How to stay sane when it all seems a bit crazy

1 - PLAN FOR STAYING INDOORS

If you’re staying at home or indoors, you might find these ideas helpful:

Staying indoors might mean you stay at home. But this might not be ideal, for example because of poor housing conditions or other people who live with you.

There are a few things you could try:

Think about other options, like if there’s a friend or family member who would be happy for you to stay with them.

If you’ve been asked to self-isolate, it might not be possible to stay away from your own home. You can check if this is OK by reading current government health advice in English or the current government health advice in Welsh.

Get help with housing problems. See our page of useful contacts for housing to find details of organisations who may be able to help.

If you’re supporting someone who is self-isolating, see the government advice: how to do this safely.

Find out about getting food delivered. For example, you might be able to order food online for home delivery. Or you could ask someone else to drop food off for you.

Think about your diet. Your appetite might change if your routine changes, or if you’re less active than you usually are. Eating regularly and keeping your blood sugar stable can help your mood and energy levels.

Drink water regularly. Drinking enough water is important for your mental and physical health. Changing your routine might affect when you drink or what fluids you drink. It could help to set an alarm or use an app to remind you.

Ask about having appointments by phone, text or online. For example, this could be with your counsellor, therapist or support worker.

Ask your therapist how they can support you, for example if you’re struggling with not seeing them face to face.

If you are spending a lot of time at home, you may find it helpful to keep things clean and tidy, although this is different for different people.

If you live with other people, keeping things tidy might feel more important if you’re all at home together. But you might have different ideas about what counts as ‘tidy’ or how much it matters. It could help to decide together how you’ll use different spaces. And you could discuss what each person needs to feel comfortable. 

Cleaning your house, doing laundry and washing yourself are important ways to help stop germs spreading, including when there are warnings about particular diseases.

Your energy costs will probably rise if you’re at home more than you usually would be. Think about how you can manage your energy use, or how to cover any higher bills. You could also ask your energy provider about any support they offer, for example if you can sign up to their priority services register.

If you use care services, you should let your Local Authority and care provider know if you have to self-isolate.

If you provide care, or support someone you don’t live with, you should also let your Local Authority know if you have to self-isolate.

Make it clear that any support is still needed. Tell them that alternative arrangements are required if any of the usual support can’t continue. This may include things like carers visiting, day centre sessions, or friends and family coming over to help.

Your Local Authority should have policies for this situation and should tell you how they can meet your needs.

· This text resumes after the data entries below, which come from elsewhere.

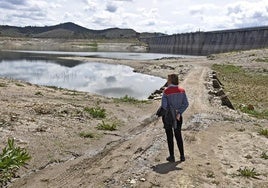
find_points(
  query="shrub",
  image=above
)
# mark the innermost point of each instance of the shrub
(96, 112)
(130, 99)
(11, 159)
(248, 173)
(86, 135)
(107, 126)
(264, 155)
(3, 85)
(264, 132)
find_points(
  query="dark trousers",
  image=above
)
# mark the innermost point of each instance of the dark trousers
(178, 136)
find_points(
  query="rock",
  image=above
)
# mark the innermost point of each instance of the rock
(226, 102)
(143, 179)
(220, 93)
(133, 181)
(216, 84)
(250, 107)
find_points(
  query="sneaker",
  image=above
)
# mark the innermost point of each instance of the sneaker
(171, 159)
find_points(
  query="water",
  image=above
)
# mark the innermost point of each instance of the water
(113, 55)
(104, 79)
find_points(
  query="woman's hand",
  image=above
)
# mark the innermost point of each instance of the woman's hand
(178, 116)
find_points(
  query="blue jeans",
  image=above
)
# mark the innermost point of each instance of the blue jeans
(178, 136)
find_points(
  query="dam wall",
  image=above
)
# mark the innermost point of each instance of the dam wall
(205, 43)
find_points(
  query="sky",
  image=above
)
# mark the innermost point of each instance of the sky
(165, 16)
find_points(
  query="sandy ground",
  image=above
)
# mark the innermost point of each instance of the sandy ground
(218, 141)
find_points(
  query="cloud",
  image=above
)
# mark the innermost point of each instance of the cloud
(12, 4)
(111, 8)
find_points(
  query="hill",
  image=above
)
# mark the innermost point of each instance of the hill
(70, 30)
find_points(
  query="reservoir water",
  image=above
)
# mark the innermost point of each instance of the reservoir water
(104, 79)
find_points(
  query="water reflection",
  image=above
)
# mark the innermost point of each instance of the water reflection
(113, 55)
(105, 79)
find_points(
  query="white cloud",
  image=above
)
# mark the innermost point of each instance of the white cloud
(169, 17)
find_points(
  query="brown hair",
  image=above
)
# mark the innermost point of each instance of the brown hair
(173, 78)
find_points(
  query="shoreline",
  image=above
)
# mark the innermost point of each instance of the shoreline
(48, 122)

2 - MENTAL HEALTH AND WELL-BEING

If you’ve been asked to stay at home and avoid other people, it might feel more difficult than usual to take care of your mental health and wellbeing. These are some ideas which may help:

If this is making you feel stressed or anxious, here are some things you could try:

  • Don’t keep re-reading the same advice if this is unhelpful for you.
  • Let other people know you’re struggling. For example, you could ask them not to remind you to wash your hands.
  • Breathing exercises can help you cope and feel more in control. You can find a simple breathing exercise on the NHS website. Our pages on relaxation also have some exercises you can try, and other relaxation tips.
  • Set limits, like washing your hands for the recommended 20 seconds.
  • Plan something to do after washing your hands. This could help distract you and change your focus.

Keep in touch digitally

  • Make plans to video chat with people or groups you’d normally see in person.
  • You can also arrange phone calls or send instant messages or texts.
  • If you’re worried that you might run out of stuff to talk about, make a plan with someone to watch a show or read a book separately so that you can discuss it when you contact each other.

Think of other ways to keep in contact with people if meeting in person is not possible. For example, you could check your phone numbers are up to date, or that you have current email addresses for friends you’ve not seen for a while.

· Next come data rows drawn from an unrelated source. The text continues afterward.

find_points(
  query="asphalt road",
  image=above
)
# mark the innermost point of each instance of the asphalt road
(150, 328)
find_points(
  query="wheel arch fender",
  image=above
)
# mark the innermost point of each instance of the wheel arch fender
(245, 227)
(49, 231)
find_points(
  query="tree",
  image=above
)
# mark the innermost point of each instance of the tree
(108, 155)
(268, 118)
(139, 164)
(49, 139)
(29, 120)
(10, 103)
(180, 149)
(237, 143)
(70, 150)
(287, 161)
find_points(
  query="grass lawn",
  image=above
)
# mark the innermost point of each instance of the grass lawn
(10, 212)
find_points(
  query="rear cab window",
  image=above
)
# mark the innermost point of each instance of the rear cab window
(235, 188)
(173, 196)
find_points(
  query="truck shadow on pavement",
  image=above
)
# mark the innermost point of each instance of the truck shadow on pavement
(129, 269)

Connect with others in similar situations

  • If you’re part of a group of people who are also self-isolating, you may be part of group communications to receive updates on your situation. This group could also act as an informal support network.
  • You could join a peer support community. The charity Mind runs an online peer support community called Elefriends, where you can share your experiences and hear from others.
  • If you’re going online more than usual or seeking peer support on the internet, it’s important to look after your online well-being.  See their pages about online mental health for more information.

If you’re worried about loneliness

  • Think about things you can do to connect with people. For example, putting extra pictures up of the people you care about might be a nice reminder of the people in your life.
  • Listen to a chatty radio station or podcast if your home feels too quiet.
  • Plan how you’ll spend your time. It might help to write this down on paper and put it on the wall. 
  • Try to follow your ordinary routine as much as possible. Get up at the same time as normal, follow your usual morning routines, and go to bed at your usual time. Set alarms to remind you of your new schedule if that helps.
  • If you aren’t happy with your usual routine, this might be a chance to do things differently. For example, you could go to bed earlier, spend more time cooking or do other things you don’t usually have time for.
  • Think about how you’ll spend time by yourself at home. For example, plan activities to do on different days or habits you want to start or keep up.

If you live with other people, it may help to do the following:

  • Agree on a household routine. Try to give everyone you live with a say in this agreement.
  • Try to respect each other’s privacy and give each other space. For example, some people might want to discuss everything they’re doing while others won’t.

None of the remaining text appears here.